The void left in the midst of all these designed walks and
stately avenues, by the absence of any suitable centre, increases the seclusion
and solitude. A house ought to be there somewhere you feel — in fact there was
once the mansion of the Tatnalls, a good old English family, whose ancestors
came from the old country, ere the rights of man were talked of, and lived
among the Oglethorpes, and such men of the pigtail school, who would have been
greatly astonished at finding themselves in company with Benjamin Franklin or
his kind. I don't know anything of old Tatnall. Indeed who does? But he had a
fine idea of planting trees, which he never got in America, where he would have
received scant praise for anything but his power to plant cotton or sugar-cane
just now. In his knee breeches, and top boots, I can fancy the old gentleman
reproducing some home scene, and boasting to himself, “I will make it as fine
as Lord Nihilo's park.” Could he see it now? — A decaying army of the dead. The
mansion was burned down during a Christmas merrymaking, and was never built
again, and the young trees have grown up despite the Spanish moss, and now they
stand, as it were in cathedral aisles, around the ruins of the departed house,
shading the ground, and enshrining its memories in an antiquity which seems of
the remotest, although it is not as ancient as that of the youngest oak in the
Squire's park at home.
I have before oftentimes in my short voyages here, wondered
greatly at the reverence bestowed on a tree. In fact, it is because a tree of
any decent growth is sure to be older than anything else around it; and
although young America revels in her future, she is becoming old enough to
think about her past.
In the evening Mr. Green gave a dinner to some very
agreeable people, Mr. Ward, the Chinese Minister — (who tried, by the by, to
make it appear that his wooden box was the Pekin State carriage for
distinguished foreigners) — Mr. Locke, the clever and intelligent editor of the
principal journal in Savannah, Brigadier Lawton, one of the Judges, a Britisher,
owner of the once renowned America which, under the name of Camilla, was now
lying in the river (not perhaps without reference to a little speculation in
running the blockade, hourly expected), Mr.
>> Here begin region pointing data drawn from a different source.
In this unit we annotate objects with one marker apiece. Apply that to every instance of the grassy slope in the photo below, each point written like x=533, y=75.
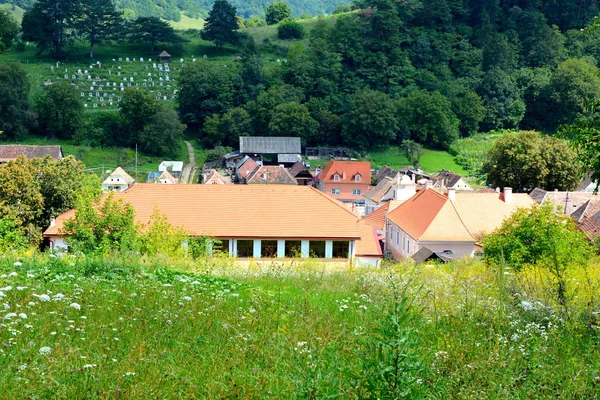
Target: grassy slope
x=131, y=329
x=38, y=68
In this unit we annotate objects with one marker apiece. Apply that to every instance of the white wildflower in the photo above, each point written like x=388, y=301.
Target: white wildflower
x=44, y=298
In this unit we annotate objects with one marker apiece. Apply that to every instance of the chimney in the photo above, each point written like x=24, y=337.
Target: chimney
x=507, y=195
x=452, y=195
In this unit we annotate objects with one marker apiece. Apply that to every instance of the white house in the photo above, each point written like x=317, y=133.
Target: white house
x=117, y=181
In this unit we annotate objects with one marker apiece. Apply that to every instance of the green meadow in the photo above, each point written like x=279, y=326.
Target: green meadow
x=127, y=327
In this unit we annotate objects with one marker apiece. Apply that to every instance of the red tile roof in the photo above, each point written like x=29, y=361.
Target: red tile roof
x=240, y=211
x=347, y=170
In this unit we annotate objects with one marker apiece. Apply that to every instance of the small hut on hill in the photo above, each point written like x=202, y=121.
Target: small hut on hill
x=164, y=57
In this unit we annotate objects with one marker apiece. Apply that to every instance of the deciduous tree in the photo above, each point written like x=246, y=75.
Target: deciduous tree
x=221, y=25
x=527, y=160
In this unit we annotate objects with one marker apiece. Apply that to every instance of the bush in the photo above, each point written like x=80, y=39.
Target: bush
x=290, y=30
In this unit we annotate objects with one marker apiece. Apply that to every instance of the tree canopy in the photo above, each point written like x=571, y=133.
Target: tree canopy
x=528, y=160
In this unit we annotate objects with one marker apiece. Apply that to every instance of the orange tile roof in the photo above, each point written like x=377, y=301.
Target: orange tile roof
x=350, y=168
x=368, y=245
x=377, y=218
x=240, y=211
x=270, y=174
x=430, y=216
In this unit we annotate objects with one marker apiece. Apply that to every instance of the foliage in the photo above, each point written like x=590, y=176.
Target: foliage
x=60, y=111
x=539, y=236
x=293, y=119
x=162, y=134
x=35, y=190
x=413, y=151
x=50, y=24
x=100, y=22
x=162, y=238
x=221, y=25
x=11, y=237
x=15, y=115
x=527, y=160
x=8, y=29
x=290, y=30
x=277, y=12
x=206, y=89
x=101, y=227
x=584, y=137
x=153, y=31
x=226, y=130
x=371, y=120
x=428, y=118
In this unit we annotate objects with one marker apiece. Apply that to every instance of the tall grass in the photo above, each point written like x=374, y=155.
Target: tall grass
x=159, y=328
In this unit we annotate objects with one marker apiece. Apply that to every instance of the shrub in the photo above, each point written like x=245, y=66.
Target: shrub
x=290, y=30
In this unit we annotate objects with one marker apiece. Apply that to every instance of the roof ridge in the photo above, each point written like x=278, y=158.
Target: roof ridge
x=461, y=220
x=333, y=201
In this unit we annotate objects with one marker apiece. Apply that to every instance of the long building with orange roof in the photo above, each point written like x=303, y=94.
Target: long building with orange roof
x=252, y=221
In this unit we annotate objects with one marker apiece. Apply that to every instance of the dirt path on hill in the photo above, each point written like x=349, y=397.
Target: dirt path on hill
x=189, y=170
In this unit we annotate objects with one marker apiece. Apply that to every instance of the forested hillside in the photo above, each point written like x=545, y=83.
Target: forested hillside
x=173, y=9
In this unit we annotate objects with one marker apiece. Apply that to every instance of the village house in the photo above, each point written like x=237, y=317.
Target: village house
x=213, y=177
x=449, y=180
x=301, y=173
x=564, y=202
x=117, y=181
x=270, y=175
x=253, y=221
x=265, y=150
x=454, y=222
x=345, y=181
x=400, y=188
x=11, y=152
x=175, y=168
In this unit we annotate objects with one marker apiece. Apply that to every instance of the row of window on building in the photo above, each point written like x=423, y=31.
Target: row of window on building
x=270, y=248
x=355, y=192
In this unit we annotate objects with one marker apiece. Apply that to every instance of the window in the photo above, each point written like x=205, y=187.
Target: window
x=341, y=249
x=221, y=247
x=293, y=248
x=268, y=248
x=317, y=248
x=245, y=248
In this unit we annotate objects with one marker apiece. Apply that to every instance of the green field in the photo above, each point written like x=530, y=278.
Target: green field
x=135, y=328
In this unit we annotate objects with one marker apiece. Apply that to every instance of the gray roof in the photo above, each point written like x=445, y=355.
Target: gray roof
x=288, y=158
x=424, y=254
x=270, y=145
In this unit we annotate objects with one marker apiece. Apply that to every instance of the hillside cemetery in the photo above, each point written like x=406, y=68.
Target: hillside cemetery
x=100, y=83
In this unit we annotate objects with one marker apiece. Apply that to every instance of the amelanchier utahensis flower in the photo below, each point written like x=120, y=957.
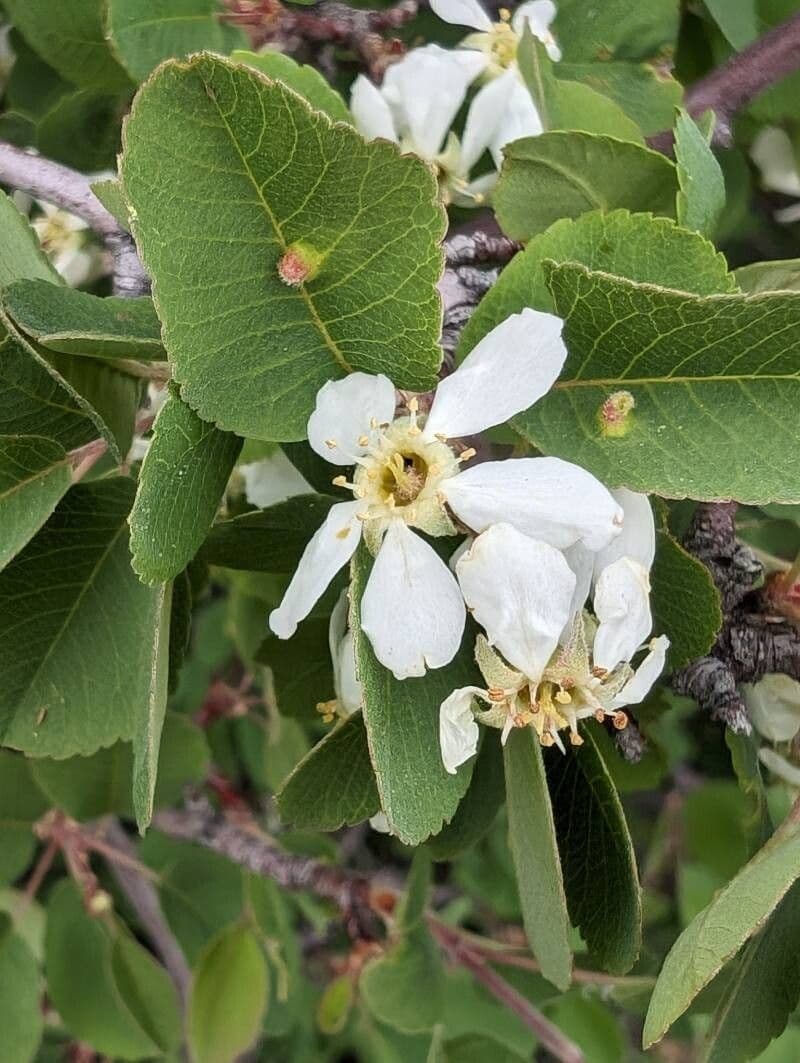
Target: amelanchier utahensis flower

Ward and Commodore Tatnall, so well
known to us in England for his gallant conduct in the Peiho affair, when he
offered and gave our vessels aid, though a neutral, and uttered the exclamation
in doing so, — in his despatch at all events, — “that blood was thicker than
water.” Of our party was also Mr. Hodgson, well known to most of our
Mediterranean travellers some years back, when he was United States Consul in
the East. He amuses his leisure still by inditing and reading monographs on the
languages of divers barbarous tribes in Numidia and Mauritania.
The Georgians are not quite so vehement as the South
Carolinians in their hate of the Northerners; but they are scarcely less
determined to fight President Lincoln and all his men. And that is the test of
this rebellion's strength. I did not hear any profession of a desire to become
subject to England, or to borrow a prince of us; but I have nowhere seen
stronger determination to resist any reunion with the New England States. “They
can't conquer us, sir?” “If they try it, we'll whip them.”